Ils fixent également des paramètres pour l’utilisation de l’IA à des fins militaires, criminelles et sécuritaires.

Le chef de l’industrie européenne, Thierry Breton, a déclaré que la loi sur l’intelligence artificielle (IA) était historique et une première mondiale.

« Aujourd’hui, les États membres ont approuvé l’accord politique conclu en décembre, reconnaissant l’équilibre parfait trouvé par les négociateurs entre innovation et sécurité », a-t-il déclaré dans un communiqué.

L’une des principales préoccupations des experts est que l’IA générative a favorisé les deepfakes – des vidéos réalistes mais fabriquées de toutes pièces, créées par des algorithmes d’IA entraînés sur de nombreuses séquences en ligne – qui font surface sur les réseaux sociaux, brouillant réalité et fiction dans la vie publique.

La responsable du numérique de l’UE, Margrethe Vestager, a déclaré que la diffusion de fausses images sexuellement explicites de la chanteuse pop Taylor Swift sur les réseaux sociaux ces derniers jours a souligné la nécessité de nouvelles règles.

« Ce qui est arrivé à @taylorswift13 en dit long : le #préjudice que l’#IA peut déclencher si elle est mal utilisée, la responsabilité des #plateformes et pourquoi il est si important d’appliquer la réglementation #technologique », a-t-elle déclaré sur la plateforme sociale X.

L’accord de vendredi était acquis d’avance après que la France, le dernier résistant, a abandonné son opposition à la loi sur l’IA après avoir obtenu des conditions strictes qui équilibrent la transparence et les secrets d’affaires et réduisent la charge administrative sur les systèmes d’IA à haut risque.

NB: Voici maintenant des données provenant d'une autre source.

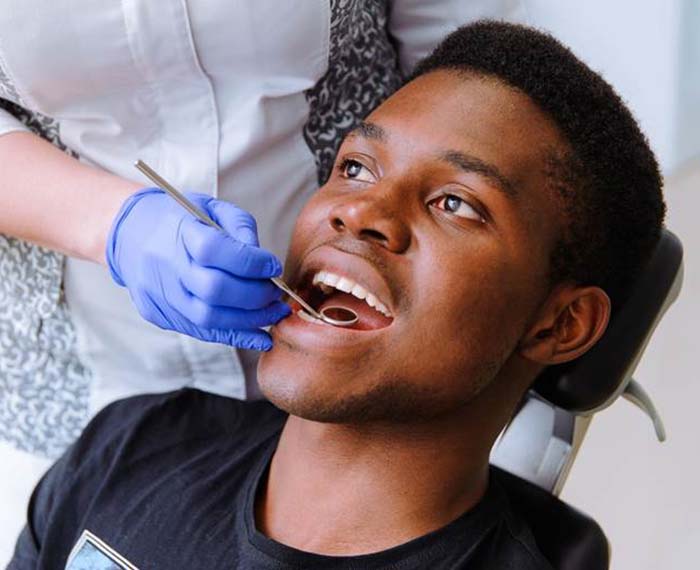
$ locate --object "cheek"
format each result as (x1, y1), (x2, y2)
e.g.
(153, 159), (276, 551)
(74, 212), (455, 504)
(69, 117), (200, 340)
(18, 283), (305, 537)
(284, 195), (329, 267)
(409, 245), (530, 362)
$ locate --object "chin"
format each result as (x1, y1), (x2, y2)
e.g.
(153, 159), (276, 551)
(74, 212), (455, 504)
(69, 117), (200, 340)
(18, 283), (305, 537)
(257, 336), (370, 422)
(259, 351), (467, 425)
(257, 357), (367, 423)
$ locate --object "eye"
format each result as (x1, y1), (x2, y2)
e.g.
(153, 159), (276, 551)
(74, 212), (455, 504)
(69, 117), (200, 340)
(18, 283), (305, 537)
(433, 194), (485, 223)
(338, 158), (376, 183)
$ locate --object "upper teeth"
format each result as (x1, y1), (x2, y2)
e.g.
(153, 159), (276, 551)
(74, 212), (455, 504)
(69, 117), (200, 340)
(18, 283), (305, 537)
(311, 271), (392, 317)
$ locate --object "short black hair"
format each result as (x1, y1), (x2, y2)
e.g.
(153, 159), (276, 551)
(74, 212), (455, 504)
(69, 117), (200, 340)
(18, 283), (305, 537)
(412, 21), (665, 310)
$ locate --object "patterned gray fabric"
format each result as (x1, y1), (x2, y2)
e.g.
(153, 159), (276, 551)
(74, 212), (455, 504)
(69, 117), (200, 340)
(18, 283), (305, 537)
(304, 0), (403, 184)
(0, 63), (22, 105)
(0, 98), (90, 459)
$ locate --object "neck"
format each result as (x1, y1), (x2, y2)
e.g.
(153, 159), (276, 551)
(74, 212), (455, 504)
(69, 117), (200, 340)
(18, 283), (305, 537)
(256, 399), (503, 556)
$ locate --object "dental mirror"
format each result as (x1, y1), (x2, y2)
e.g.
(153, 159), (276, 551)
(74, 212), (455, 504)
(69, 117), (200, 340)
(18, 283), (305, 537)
(134, 160), (359, 328)
(267, 276), (358, 327)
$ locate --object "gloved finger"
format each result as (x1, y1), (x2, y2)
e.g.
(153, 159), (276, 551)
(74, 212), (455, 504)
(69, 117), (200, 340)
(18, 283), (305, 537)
(180, 216), (282, 279)
(198, 327), (274, 351)
(205, 200), (260, 246)
(171, 283), (291, 330)
(135, 289), (276, 351)
(179, 262), (282, 309)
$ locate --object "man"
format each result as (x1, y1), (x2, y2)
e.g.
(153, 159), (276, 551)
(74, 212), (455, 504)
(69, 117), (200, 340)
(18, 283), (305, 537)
(9, 21), (664, 569)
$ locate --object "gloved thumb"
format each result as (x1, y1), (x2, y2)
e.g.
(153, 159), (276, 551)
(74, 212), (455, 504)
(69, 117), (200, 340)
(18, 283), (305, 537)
(201, 327), (274, 351)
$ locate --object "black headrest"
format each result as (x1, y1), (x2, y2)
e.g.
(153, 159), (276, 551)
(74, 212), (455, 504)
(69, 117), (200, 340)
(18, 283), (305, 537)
(533, 229), (683, 413)
(493, 466), (609, 570)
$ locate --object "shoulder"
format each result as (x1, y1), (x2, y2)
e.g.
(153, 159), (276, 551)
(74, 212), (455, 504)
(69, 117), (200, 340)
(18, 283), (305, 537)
(49, 389), (285, 495)
(75, 388), (286, 461)
(49, 391), (284, 521)
(9, 390), (286, 565)
(483, 480), (555, 570)
(424, 470), (554, 569)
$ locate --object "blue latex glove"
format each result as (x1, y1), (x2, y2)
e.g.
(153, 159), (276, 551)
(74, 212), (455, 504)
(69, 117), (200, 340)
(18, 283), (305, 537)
(106, 188), (291, 351)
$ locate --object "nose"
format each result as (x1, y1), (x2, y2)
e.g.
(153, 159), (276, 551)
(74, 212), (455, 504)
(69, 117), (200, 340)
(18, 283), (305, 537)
(328, 192), (411, 253)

L’objectif est de permettre le développement de modèles d’IA compétitifs dans le bloc, a déclaré vendredi à Reuters un responsable diplomatique de l’UE. Le responsable a refusé d’être nommé car il n’était pas autorisé à commenter publiquement la question.

La startup française d’IA Mistral, fondée par d’anciens chercheurs de Meta et Google AI, et l’allemand Aleph Alpha ont fait pression sur leurs gouvernements respectifs sur la question, ont indiqué des sources.

L’Allemagne a également soutenu les règles plus tôt cette semaine.

Le groupe de lobbying technologique CCIA, qui compte parmi ses membres Google, Amazon, Apple et Meta Platforms d’Alphabet, a mis en garde contre les obstacles à venir.

« De nombreuses nouvelles règles en matière d’IA restent floues et pourraient ralentir le développement et le déploiement d’applications innovantes en matière d’IA en Europe », a déclaré Boniface de Champris, responsable politique principal de la CCIA Europe.

« La bonne mise en œuvre de la loi sera donc cruciale pour garantir que les règles en matière d’IA ne surchargent pas les entreprises dans leur quête d’innovation et de compétitivité sur un marché florissant et très dynamique. »

La prochaine étape pour que la loi sur l’IA devienne une législation est le vote d’un comité clé composé de législateurs européens le 13 février et le vote du Parlement européen en mars ou en avril. Il entrera probablement en vigueur avant l’été et devrait s’appliquer en 2026, même si certaines parties de la législation entreront en vigueur plus tôt.